Post-match results are plotted to help visualize for comparison.
Optimal pair matching
As a simple example, optimal pair matching using Mahalanobis distance
is used (Ho et al. 2011; Hansen 2007).
Based on the desired bias tolerance, only log_re75
and
log_re74
are inputted into the formula.
# 1:1 optimal matching w/o replacement
m.out <- matchit(
treat ~ log_re75 + log_re74,
data = analysis_df,
method = "optimal",
distance = "mahalanobis"
)
optmatch_df <- match.data(m.out)[, c(treatment, outcome, covariates)]
Optimal weighting
Optimal weighting example is performed below, basing the weights upon
log_re75
and log_re74
(Greifer 2021). Please see documentation on
Zubizarreta (2015) for details.
# ordering for the weightit
ordered_analysis_df = analysis_df[order(analysis_df$treat, decreasing = T),]

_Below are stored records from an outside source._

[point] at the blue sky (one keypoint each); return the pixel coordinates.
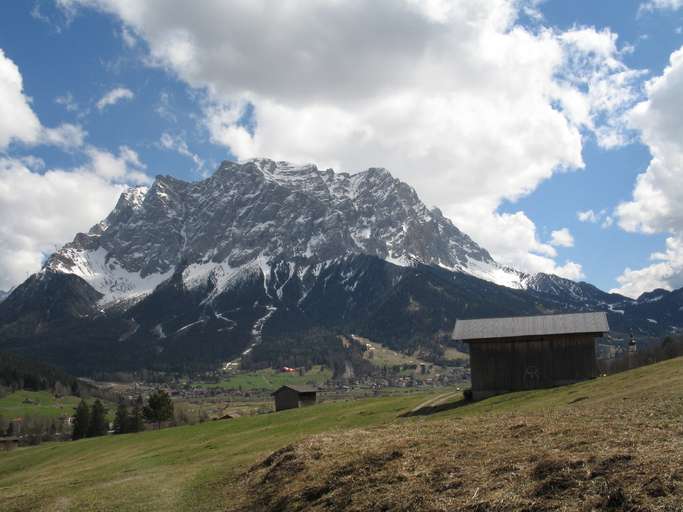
(481, 121)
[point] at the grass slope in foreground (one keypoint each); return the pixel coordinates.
(615, 443)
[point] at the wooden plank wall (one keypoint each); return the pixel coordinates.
(507, 365)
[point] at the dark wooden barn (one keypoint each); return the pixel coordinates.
(291, 397)
(8, 443)
(516, 353)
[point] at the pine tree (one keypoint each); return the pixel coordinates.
(81, 421)
(159, 407)
(98, 422)
(121, 420)
(136, 421)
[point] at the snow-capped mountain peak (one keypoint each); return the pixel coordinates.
(269, 210)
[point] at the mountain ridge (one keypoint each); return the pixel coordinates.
(204, 273)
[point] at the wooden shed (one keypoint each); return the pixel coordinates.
(516, 353)
(291, 397)
(8, 443)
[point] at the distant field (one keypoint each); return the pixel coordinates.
(614, 443)
(44, 404)
(272, 379)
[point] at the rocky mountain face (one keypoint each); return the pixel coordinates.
(201, 273)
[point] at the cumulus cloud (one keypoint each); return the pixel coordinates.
(561, 238)
(653, 5)
(17, 119)
(605, 219)
(588, 216)
(515, 236)
(454, 97)
(18, 122)
(656, 205)
(114, 96)
(42, 211)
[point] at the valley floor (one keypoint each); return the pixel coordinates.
(615, 443)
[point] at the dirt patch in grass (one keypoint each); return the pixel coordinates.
(617, 457)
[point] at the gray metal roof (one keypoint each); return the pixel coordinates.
(297, 388)
(520, 326)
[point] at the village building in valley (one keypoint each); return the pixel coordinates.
(517, 353)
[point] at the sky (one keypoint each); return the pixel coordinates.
(549, 131)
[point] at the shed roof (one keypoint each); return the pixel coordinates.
(522, 326)
(297, 388)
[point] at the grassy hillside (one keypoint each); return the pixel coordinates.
(270, 379)
(613, 443)
(36, 403)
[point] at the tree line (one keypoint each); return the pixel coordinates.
(19, 373)
(91, 421)
(670, 347)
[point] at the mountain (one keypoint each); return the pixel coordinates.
(193, 274)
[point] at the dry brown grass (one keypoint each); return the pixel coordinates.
(623, 455)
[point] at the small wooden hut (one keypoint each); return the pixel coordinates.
(291, 397)
(8, 443)
(516, 353)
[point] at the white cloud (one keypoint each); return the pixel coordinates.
(561, 238)
(452, 96)
(588, 216)
(114, 96)
(66, 136)
(68, 102)
(42, 211)
(593, 217)
(666, 272)
(124, 168)
(656, 205)
(514, 236)
(652, 5)
(18, 122)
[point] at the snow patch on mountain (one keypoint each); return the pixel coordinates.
(107, 275)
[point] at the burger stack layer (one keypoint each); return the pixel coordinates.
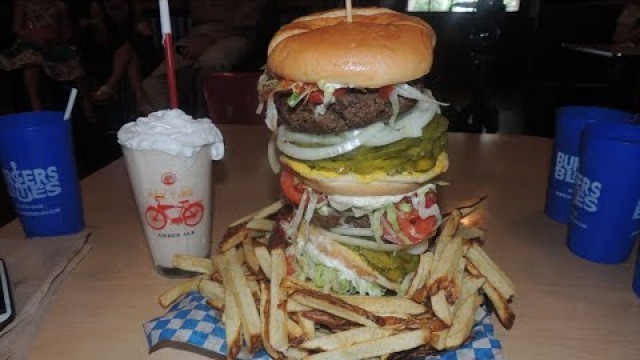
(357, 142)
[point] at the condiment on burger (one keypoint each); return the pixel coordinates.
(357, 140)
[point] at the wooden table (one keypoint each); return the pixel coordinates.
(566, 308)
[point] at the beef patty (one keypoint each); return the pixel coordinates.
(354, 109)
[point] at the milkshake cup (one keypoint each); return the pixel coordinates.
(168, 156)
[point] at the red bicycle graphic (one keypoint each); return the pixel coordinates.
(158, 216)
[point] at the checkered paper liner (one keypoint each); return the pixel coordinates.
(192, 321)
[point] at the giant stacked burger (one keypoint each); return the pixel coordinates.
(357, 143)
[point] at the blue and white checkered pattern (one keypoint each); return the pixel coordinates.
(192, 321)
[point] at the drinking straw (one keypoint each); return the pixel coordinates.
(167, 41)
(70, 102)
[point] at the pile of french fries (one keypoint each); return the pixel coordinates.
(248, 283)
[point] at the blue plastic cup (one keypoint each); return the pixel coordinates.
(570, 122)
(605, 209)
(38, 164)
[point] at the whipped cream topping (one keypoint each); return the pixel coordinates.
(174, 132)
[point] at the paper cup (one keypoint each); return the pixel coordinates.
(173, 196)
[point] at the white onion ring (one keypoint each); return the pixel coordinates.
(352, 231)
(272, 154)
(271, 119)
(316, 153)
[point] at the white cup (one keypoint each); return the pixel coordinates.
(173, 195)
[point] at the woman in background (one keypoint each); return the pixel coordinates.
(43, 43)
(114, 22)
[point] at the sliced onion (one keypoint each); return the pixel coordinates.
(413, 93)
(350, 231)
(419, 248)
(395, 105)
(272, 154)
(304, 138)
(271, 119)
(406, 282)
(316, 153)
(260, 106)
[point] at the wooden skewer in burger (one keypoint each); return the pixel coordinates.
(357, 142)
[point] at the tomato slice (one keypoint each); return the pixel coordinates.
(339, 92)
(410, 224)
(315, 97)
(385, 91)
(291, 186)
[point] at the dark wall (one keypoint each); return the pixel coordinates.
(558, 76)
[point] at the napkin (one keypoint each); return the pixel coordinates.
(36, 268)
(193, 322)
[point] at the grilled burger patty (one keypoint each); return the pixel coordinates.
(353, 109)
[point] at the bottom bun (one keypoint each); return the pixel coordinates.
(377, 184)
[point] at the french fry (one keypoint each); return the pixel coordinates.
(441, 308)
(170, 296)
(294, 332)
(264, 259)
(501, 306)
(277, 310)
(478, 205)
(346, 338)
(445, 266)
(394, 343)
(447, 233)
(261, 225)
(250, 255)
(232, 241)
(232, 325)
(295, 354)
(336, 306)
(491, 271)
(454, 289)
(422, 274)
(294, 306)
(385, 304)
(462, 323)
(193, 263)
(214, 291)
(469, 233)
(264, 321)
(234, 272)
(260, 214)
(328, 321)
(308, 326)
(290, 284)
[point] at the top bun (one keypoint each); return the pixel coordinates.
(379, 47)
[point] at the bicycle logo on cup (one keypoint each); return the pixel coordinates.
(159, 215)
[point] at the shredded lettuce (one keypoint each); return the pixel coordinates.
(332, 279)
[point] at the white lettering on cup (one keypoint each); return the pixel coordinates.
(566, 167)
(587, 193)
(27, 185)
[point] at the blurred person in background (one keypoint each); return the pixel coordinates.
(222, 33)
(43, 43)
(627, 31)
(115, 29)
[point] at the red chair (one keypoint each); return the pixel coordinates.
(232, 98)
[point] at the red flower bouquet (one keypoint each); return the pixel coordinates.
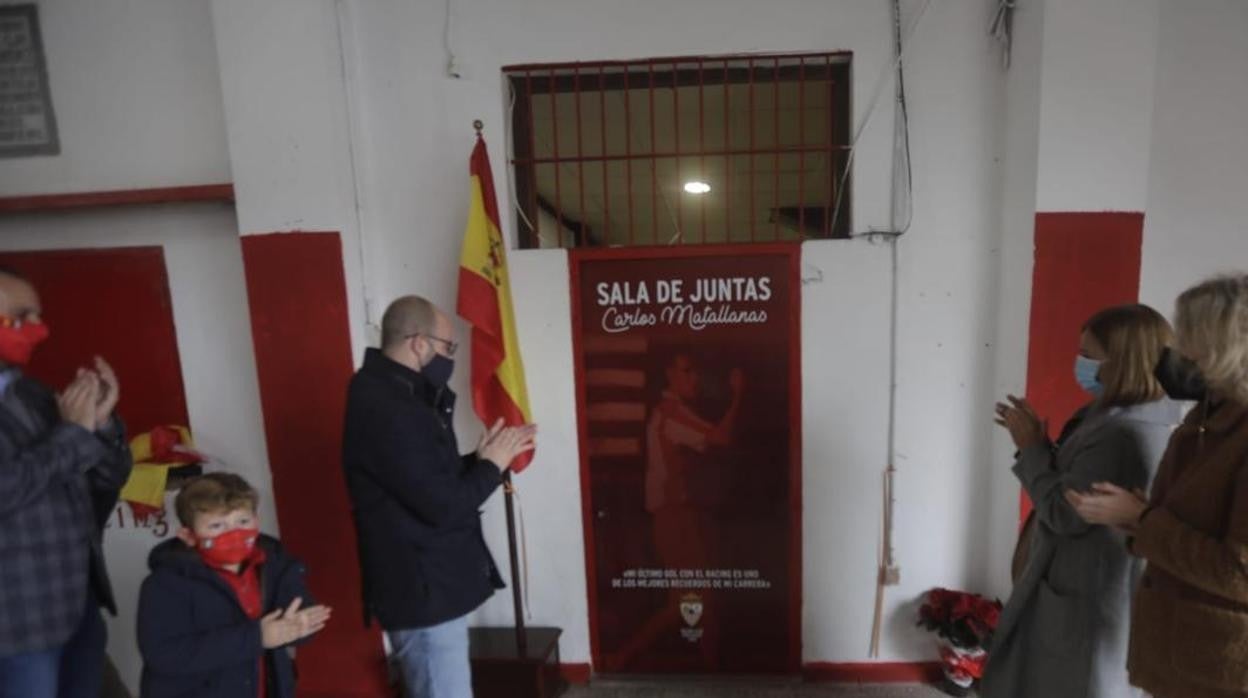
(965, 623)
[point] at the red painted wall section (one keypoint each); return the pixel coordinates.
(1085, 261)
(301, 330)
(112, 302)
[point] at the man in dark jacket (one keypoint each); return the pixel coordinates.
(416, 498)
(63, 462)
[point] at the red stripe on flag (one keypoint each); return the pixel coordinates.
(479, 167)
(478, 305)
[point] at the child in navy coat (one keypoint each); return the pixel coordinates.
(224, 602)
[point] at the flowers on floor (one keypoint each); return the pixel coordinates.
(965, 623)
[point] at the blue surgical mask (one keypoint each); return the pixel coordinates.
(1086, 371)
(438, 370)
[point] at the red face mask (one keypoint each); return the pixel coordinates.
(231, 547)
(18, 344)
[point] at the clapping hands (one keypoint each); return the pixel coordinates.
(292, 623)
(501, 445)
(91, 397)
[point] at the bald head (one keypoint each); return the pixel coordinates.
(18, 297)
(407, 316)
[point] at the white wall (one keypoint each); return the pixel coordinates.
(416, 135)
(136, 96)
(1015, 264)
(1197, 221)
(214, 337)
(1096, 113)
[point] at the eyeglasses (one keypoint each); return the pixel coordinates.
(14, 322)
(452, 347)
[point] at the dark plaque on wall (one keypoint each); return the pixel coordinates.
(28, 125)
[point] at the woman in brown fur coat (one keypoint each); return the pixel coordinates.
(1189, 617)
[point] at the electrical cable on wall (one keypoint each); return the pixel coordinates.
(371, 320)
(887, 572)
(452, 66)
(892, 70)
(1002, 28)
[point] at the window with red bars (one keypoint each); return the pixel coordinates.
(689, 150)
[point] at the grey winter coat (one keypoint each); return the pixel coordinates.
(1063, 631)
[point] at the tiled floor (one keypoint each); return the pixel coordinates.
(746, 689)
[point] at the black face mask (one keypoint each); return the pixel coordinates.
(438, 371)
(1179, 376)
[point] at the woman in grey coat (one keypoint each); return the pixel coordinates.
(1063, 632)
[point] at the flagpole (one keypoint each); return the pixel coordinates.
(517, 594)
(512, 548)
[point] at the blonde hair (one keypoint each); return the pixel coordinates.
(215, 492)
(1212, 320)
(1132, 337)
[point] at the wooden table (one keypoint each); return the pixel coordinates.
(501, 669)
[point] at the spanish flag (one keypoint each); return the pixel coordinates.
(486, 302)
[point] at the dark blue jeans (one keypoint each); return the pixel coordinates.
(73, 671)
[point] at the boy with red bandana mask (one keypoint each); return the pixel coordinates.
(224, 602)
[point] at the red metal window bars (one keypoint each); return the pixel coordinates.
(682, 150)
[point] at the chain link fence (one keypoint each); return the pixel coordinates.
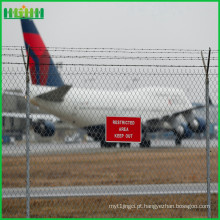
(74, 172)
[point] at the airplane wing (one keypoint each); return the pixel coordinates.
(33, 117)
(56, 95)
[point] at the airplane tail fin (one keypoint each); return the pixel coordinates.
(42, 69)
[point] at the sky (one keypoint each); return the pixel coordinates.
(131, 25)
(151, 25)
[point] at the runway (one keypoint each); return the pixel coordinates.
(110, 190)
(94, 147)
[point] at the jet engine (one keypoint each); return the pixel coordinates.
(44, 128)
(183, 131)
(198, 125)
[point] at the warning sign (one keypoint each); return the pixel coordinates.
(123, 129)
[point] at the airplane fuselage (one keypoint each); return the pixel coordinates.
(88, 107)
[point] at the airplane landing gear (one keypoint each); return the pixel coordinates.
(125, 145)
(178, 141)
(108, 144)
(145, 143)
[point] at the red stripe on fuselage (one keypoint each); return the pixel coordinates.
(38, 47)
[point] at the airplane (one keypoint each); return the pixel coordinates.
(158, 107)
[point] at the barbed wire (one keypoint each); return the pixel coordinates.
(111, 50)
(91, 70)
(116, 65)
(113, 57)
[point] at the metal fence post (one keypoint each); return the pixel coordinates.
(27, 139)
(207, 132)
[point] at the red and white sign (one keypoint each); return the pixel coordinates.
(123, 129)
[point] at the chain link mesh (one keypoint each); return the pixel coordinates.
(74, 172)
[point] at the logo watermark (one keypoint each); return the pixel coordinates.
(23, 13)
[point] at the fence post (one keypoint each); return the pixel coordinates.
(207, 132)
(27, 139)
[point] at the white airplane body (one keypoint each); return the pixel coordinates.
(88, 108)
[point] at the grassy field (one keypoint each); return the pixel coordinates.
(95, 207)
(151, 166)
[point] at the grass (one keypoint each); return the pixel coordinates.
(150, 166)
(158, 166)
(99, 207)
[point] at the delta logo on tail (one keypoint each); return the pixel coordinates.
(42, 69)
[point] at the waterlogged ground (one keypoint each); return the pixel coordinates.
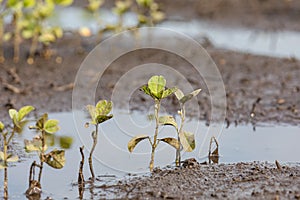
(262, 93)
(127, 174)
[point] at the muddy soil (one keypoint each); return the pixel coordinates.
(224, 181)
(269, 88)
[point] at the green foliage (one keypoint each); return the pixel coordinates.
(156, 88)
(100, 112)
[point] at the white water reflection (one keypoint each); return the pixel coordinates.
(237, 144)
(279, 43)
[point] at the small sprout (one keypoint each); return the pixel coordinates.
(18, 121)
(98, 114)
(56, 158)
(156, 88)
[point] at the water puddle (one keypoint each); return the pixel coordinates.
(280, 43)
(113, 162)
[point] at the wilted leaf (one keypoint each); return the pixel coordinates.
(171, 141)
(189, 96)
(51, 126)
(104, 107)
(179, 94)
(167, 120)
(1, 155)
(24, 111)
(103, 118)
(157, 85)
(34, 145)
(56, 159)
(12, 158)
(168, 92)
(1, 126)
(65, 142)
(135, 140)
(187, 141)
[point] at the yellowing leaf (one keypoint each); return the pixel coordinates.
(167, 120)
(134, 141)
(189, 96)
(56, 159)
(1, 126)
(1, 155)
(157, 85)
(12, 158)
(171, 141)
(51, 126)
(187, 141)
(24, 111)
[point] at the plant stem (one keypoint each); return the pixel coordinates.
(154, 144)
(17, 39)
(80, 174)
(42, 155)
(94, 136)
(178, 155)
(5, 169)
(2, 59)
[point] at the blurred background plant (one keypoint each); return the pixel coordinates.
(29, 20)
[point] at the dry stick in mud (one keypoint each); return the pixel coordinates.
(98, 115)
(80, 174)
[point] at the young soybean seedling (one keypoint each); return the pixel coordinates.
(98, 115)
(55, 158)
(156, 89)
(18, 119)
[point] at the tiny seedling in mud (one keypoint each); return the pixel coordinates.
(157, 90)
(213, 155)
(98, 115)
(55, 158)
(7, 133)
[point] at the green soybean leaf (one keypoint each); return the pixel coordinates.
(168, 92)
(1, 155)
(103, 118)
(56, 159)
(1, 126)
(12, 113)
(167, 120)
(12, 158)
(179, 94)
(2, 165)
(135, 140)
(187, 140)
(157, 85)
(92, 111)
(146, 90)
(34, 145)
(65, 142)
(24, 111)
(104, 107)
(189, 96)
(171, 141)
(51, 126)
(41, 121)
(28, 3)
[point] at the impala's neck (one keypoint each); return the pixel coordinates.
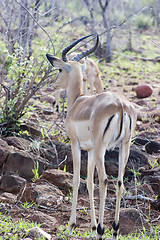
(74, 88)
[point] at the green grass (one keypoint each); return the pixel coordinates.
(14, 230)
(153, 234)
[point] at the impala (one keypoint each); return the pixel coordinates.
(94, 123)
(91, 75)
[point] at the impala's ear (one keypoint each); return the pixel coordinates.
(68, 68)
(83, 65)
(55, 62)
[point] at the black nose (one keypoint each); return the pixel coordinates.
(50, 58)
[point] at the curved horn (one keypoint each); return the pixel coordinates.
(86, 53)
(67, 49)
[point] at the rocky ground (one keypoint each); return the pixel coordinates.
(36, 170)
(34, 188)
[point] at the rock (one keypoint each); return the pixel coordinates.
(42, 193)
(63, 180)
(152, 147)
(153, 181)
(12, 183)
(130, 221)
(8, 198)
(18, 142)
(37, 233)
(111, 160)
(23, 163)
(4, 151)
(3, 208)
(142, 102)
(43, 218)
(145, 190)
(143, 91)
(155, 114)
(136, 159)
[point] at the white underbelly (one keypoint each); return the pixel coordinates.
(84, 137)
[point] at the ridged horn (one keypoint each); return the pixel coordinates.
(86, 53)
(67, 49)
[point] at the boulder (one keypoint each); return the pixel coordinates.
(130, 221)
(143, 91)
(44, 194)
(4, 151)
(38, 233)
(63, 180)
(12, 183)
(24, 163)
(43, 218)
(136, 158)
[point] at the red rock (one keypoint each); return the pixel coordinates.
(143, 91)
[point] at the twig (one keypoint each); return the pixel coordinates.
(37, 23)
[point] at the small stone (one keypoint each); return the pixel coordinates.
(143, 91)
(37, 233)
(12, 183)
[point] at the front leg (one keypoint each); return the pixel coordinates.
(76, 155)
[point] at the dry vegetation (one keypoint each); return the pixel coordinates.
(129, 55)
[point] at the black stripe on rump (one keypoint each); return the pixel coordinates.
(130, 125)
(120, 127)
(107, 126)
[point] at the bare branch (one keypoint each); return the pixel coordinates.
(37, 23)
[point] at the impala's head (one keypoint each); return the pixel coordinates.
(69, 69)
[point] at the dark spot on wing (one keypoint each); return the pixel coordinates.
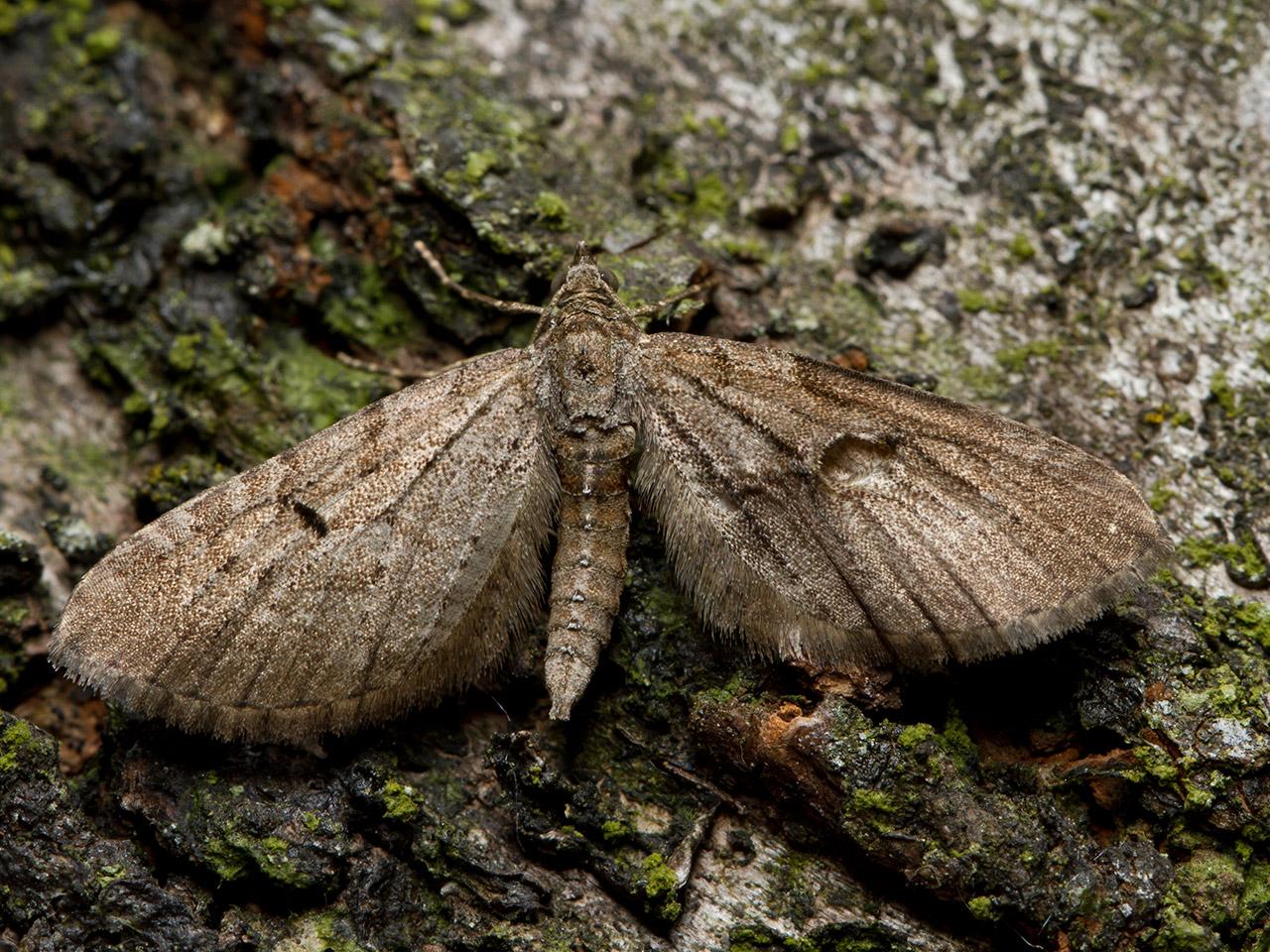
(310, 517)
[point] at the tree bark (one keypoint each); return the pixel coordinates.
(1057, 211)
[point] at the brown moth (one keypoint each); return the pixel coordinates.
(821, 515)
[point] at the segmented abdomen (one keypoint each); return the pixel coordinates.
(590, 557)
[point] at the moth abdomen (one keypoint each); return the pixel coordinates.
(590, 557)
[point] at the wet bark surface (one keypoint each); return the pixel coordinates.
(1056, 211)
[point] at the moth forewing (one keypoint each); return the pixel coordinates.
(835, 517)
(377, 565)
(386, 561)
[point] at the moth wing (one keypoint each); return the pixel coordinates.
(379, 563)
(839, 518)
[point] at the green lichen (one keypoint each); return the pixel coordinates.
(1160, 497)
(1236, 621)
(1015, 358)
(1224, 395)
(915, 734)
(232, 852)
(103, 44)
(399, 802)
(107, 875)
(370, 313)
(1023, 249)
(790, 139)
(871, 800)
(1243, 557)
(615, 830)
(479, 164)
(971, 301)
(14, 612)
(983, 907)
(661, 888)
(710, 197)
(13, 740)
(552, 211)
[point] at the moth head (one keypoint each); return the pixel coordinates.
(584, 278)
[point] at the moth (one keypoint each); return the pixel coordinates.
(816, 513)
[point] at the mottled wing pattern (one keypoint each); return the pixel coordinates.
(379, 563)
(838, 518)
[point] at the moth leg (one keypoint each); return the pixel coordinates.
(467, 294)
(691, 291)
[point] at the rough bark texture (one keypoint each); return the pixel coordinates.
(1053, 209)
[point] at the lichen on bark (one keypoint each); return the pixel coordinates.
(1052, 209)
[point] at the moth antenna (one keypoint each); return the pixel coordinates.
(399, 373)
(467, 294)
(691, 291)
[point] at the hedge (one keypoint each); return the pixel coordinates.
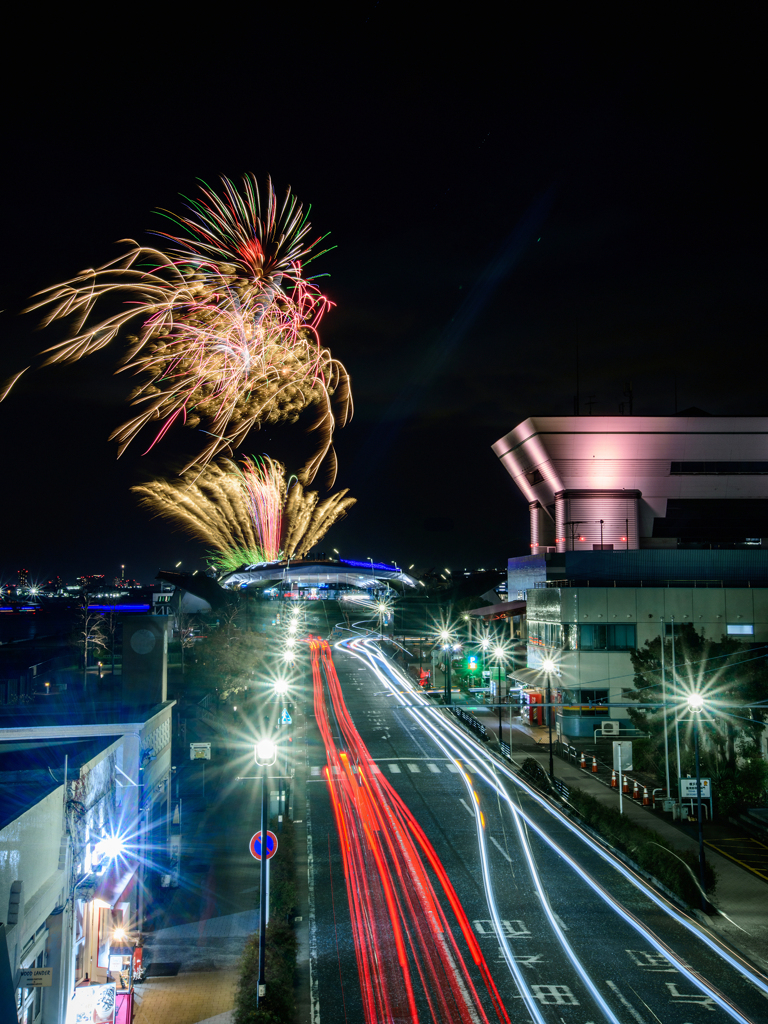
(677, 869)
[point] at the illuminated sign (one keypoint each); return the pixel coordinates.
(92, 1005)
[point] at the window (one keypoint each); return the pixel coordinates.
(597, 699)
(718, 468)
(607, 637)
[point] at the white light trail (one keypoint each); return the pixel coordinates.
(463, 743)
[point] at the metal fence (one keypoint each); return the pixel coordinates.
(471, 721)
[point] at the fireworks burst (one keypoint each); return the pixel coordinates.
(228, 325)
(249, 514)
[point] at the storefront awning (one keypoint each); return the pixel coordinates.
(115, 885)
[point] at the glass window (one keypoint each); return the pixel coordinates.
(620, 637)
(592, 638)
(597, 699)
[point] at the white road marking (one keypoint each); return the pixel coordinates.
(625, 1003)
(501, 849)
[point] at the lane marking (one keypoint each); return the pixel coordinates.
(499, 847)
(625, 1003)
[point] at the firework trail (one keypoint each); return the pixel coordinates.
(227, 324)
(249, 514)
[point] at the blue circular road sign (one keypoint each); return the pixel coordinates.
(255, 845)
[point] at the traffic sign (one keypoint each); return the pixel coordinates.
(255, 845)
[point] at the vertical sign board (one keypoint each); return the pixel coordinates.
(36, 977)
(622, 755)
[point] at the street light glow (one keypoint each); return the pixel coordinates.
(265, 752)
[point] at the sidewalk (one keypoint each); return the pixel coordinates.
(740, 898)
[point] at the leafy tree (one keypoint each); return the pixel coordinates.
(726, 671)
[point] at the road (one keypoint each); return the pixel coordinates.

optwt <- weightit(treat ~ log_re74 + log_re75,
data = ordered_analysis_df,
method = "optweight", estimand = "ATE",
tols = 0.005, include.obj = TRUE)
# summary(optwt)
optwt_df = ordered_analysis_df[, c(covariates, treatment, outcome)]
Post-matching/weighting assessment with post_jointVIP
object
Below are the examples showing how to plot after matching. The main
function to use is the create_post_jointVIP() function,
which takes in the original jointVIP object new_jointVIP
in
our example. The post-matched data frame need to be specified as
post_analysis_df
argument.
The functions: summary()
, print()
, and
plot()
all provide comparison between original and post
jointVIPs. Note that the post-matched data frames contain the
pair-matched individuals — for post-weighted data, an additional
processing step multiplying the weight by the original data.frame
subsetted on all the covariates.
All methods yielded satisfactory results based on desired bias tolerance.
post_optmatch_jointVIP <- create_post_jointVIP(new_jointVIP,
post_analysis_df = optmatch_df)
summary(post_optmatch_jointVIP)
#> Max absolute bias is 0.113
#> 2 variables are above the desired 0.01 absolute bias tolerance
#> 8 variables can be plotted
#>
#> Max absolute post-bias is 0.005
#> Post-measure has 0 variable(s) above the desired 0.005 absolute bias tolerance
print(post_optmatch_jointVIP)
#> bias post_bias
#> log_re75 0.113 0.005
#> log_re74 0.045 0.003
plot(post_optmatch_jointVIP,
plot_title = "Post-match jointVIP using optimal matching")
post_optwt_jointVIP = create_post_jointVIP(new_jointVIP,
post_analysis_df = optwt_df,
wts = optwt$weights)
summary(post_optwt_jointVIP)
#> Max absolute bias is 0.113
#> 2 variables are above the desired 0.01 absolute bias tolerance
#> 8 variables can be plotted
#>
#> Max absolute post-bias is 0.005
#> Post-measure has 0 variable(s) above the desired 0.005 absolute bias tolerance
print(post_optwt_jointVIP)
#> bias post_bias
#> log_re75 0.113 0.003
#> log_re74 0.045 0.003
plot(post_optwt_jointVIP,
plot_title = "Post-weighting jointVIP using optimal weighting")